Our next stop: Daniel’s Bay! Although cruisers refer to it as such, the correct name is Hakaui Bay. Access to Hakaui (Daniel’s) Bay is limited. It would take five hours walking or a horse ride to reach from Taiohae Bay. However, by fast motorboat, it takes about 20 minutes. For us, it took an hour. Hakaui Bay expects to have internet access in September this year.
The bay was calm, so we were finally able to take a deep breath and sleep well at night on the boat. We wanted to hike to the waterfall, so we paid the entrance fee and pre-ordered lunch. The view of many cliffs, with their almost 90-degree angle to the valley, was breathtaking. While hiking through the thick tropical woods, we sprayed ourselves with enough bug repellent. In addition, I wore lightweight long pants and long-sleeve shirts for bug protection. There are 16 people living in this bay and everyone seems to be related, introducing each other as cousins.
At the homestyle restaurant, the man grilled his catch of tuna with herbs for our lunch. His wife prepared deep-fried breadfruits and grilled bananas, all from their backyard and the sea. John said it was the best meal in Nuku Hiva. We ordered fresh juice and soursop fruit for dessert.
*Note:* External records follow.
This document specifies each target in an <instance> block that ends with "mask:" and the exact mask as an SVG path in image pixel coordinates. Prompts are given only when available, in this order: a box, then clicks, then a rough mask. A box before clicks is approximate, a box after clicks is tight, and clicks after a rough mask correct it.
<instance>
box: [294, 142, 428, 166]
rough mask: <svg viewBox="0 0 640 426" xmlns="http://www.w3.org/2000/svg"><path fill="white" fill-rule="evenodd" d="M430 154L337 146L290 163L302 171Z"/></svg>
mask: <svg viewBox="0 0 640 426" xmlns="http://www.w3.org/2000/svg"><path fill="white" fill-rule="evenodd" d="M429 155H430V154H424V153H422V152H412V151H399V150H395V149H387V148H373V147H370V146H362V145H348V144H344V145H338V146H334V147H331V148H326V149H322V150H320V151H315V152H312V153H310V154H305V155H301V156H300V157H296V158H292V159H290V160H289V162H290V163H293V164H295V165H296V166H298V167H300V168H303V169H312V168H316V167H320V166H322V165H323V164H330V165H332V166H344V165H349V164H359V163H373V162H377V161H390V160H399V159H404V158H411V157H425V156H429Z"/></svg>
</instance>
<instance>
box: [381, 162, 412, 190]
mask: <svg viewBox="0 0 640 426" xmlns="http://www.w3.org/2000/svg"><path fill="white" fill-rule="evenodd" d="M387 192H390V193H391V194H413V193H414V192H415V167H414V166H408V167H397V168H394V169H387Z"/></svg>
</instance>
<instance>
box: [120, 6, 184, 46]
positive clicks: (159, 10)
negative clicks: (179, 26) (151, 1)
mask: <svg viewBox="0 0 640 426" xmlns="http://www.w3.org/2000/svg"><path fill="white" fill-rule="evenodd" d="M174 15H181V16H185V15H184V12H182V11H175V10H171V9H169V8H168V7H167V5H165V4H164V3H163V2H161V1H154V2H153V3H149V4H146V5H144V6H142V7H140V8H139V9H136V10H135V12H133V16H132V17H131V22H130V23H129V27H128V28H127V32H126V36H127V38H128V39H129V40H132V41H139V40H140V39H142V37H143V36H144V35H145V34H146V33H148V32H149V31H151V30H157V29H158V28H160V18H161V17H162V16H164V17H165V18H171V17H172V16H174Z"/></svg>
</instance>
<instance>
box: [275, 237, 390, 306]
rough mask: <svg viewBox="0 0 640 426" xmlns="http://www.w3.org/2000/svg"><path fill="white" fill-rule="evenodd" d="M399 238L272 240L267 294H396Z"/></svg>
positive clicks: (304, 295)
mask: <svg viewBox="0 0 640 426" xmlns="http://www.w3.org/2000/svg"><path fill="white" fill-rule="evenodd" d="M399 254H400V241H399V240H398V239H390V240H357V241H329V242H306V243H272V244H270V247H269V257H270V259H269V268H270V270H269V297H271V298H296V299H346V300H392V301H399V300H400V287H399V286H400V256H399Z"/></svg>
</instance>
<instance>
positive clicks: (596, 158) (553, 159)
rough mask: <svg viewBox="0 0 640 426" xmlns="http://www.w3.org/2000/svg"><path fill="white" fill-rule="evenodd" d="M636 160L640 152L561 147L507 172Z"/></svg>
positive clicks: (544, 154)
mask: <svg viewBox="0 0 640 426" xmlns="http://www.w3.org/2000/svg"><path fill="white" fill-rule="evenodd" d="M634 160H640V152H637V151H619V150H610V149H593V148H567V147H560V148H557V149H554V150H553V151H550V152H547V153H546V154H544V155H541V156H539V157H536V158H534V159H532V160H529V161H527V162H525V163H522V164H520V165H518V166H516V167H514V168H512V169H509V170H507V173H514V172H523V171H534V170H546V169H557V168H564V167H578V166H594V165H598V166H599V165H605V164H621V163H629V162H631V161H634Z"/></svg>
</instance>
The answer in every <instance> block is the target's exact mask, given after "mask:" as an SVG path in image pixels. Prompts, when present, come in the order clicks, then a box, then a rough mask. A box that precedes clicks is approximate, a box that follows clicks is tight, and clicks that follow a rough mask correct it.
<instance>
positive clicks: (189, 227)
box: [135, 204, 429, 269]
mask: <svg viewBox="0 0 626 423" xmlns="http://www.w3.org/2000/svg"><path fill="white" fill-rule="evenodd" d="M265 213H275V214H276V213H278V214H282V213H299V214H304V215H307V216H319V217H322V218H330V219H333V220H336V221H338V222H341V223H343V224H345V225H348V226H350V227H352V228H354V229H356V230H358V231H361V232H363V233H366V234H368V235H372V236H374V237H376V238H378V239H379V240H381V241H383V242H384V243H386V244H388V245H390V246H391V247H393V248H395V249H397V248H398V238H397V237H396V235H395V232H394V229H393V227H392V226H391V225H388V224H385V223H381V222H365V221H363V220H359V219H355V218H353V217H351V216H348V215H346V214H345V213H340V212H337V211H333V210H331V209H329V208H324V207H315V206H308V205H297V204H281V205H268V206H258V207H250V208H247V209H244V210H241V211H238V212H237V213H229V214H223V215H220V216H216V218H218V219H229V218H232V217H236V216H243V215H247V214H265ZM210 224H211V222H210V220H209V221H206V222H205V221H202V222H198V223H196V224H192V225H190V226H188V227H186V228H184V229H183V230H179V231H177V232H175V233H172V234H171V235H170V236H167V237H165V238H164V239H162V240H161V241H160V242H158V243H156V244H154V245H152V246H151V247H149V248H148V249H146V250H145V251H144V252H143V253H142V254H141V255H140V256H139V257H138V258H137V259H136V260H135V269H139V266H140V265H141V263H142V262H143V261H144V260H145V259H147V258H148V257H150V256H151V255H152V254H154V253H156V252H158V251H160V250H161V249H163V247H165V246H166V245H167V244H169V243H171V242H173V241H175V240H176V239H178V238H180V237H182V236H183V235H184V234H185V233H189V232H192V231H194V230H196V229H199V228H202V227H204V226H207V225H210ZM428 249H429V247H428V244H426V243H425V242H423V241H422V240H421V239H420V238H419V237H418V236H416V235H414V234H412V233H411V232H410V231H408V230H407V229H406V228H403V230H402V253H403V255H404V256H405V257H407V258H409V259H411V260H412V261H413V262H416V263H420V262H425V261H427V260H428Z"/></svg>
After lunch, we bought some fruits and cucumbers at the restaurant. Later, the lady asked about my baggy sun-protection shirts (men’s large size from a fishing tournament in North Carolina). She asked me if I wore something underneath. I wore a sports bra. She thought it would be good for her husband when he goes out fishing. I took my shirts off and gave them to her. In return, she brought more fruits for free even though I said I have enough. It was heavy to carry all the fruits while crossing the stream with incoming tide and hiking back to our dinghy for another 30 minutes. I know fishing is a hard job, and my shirts will be a better fit for his skinny body with no-fat.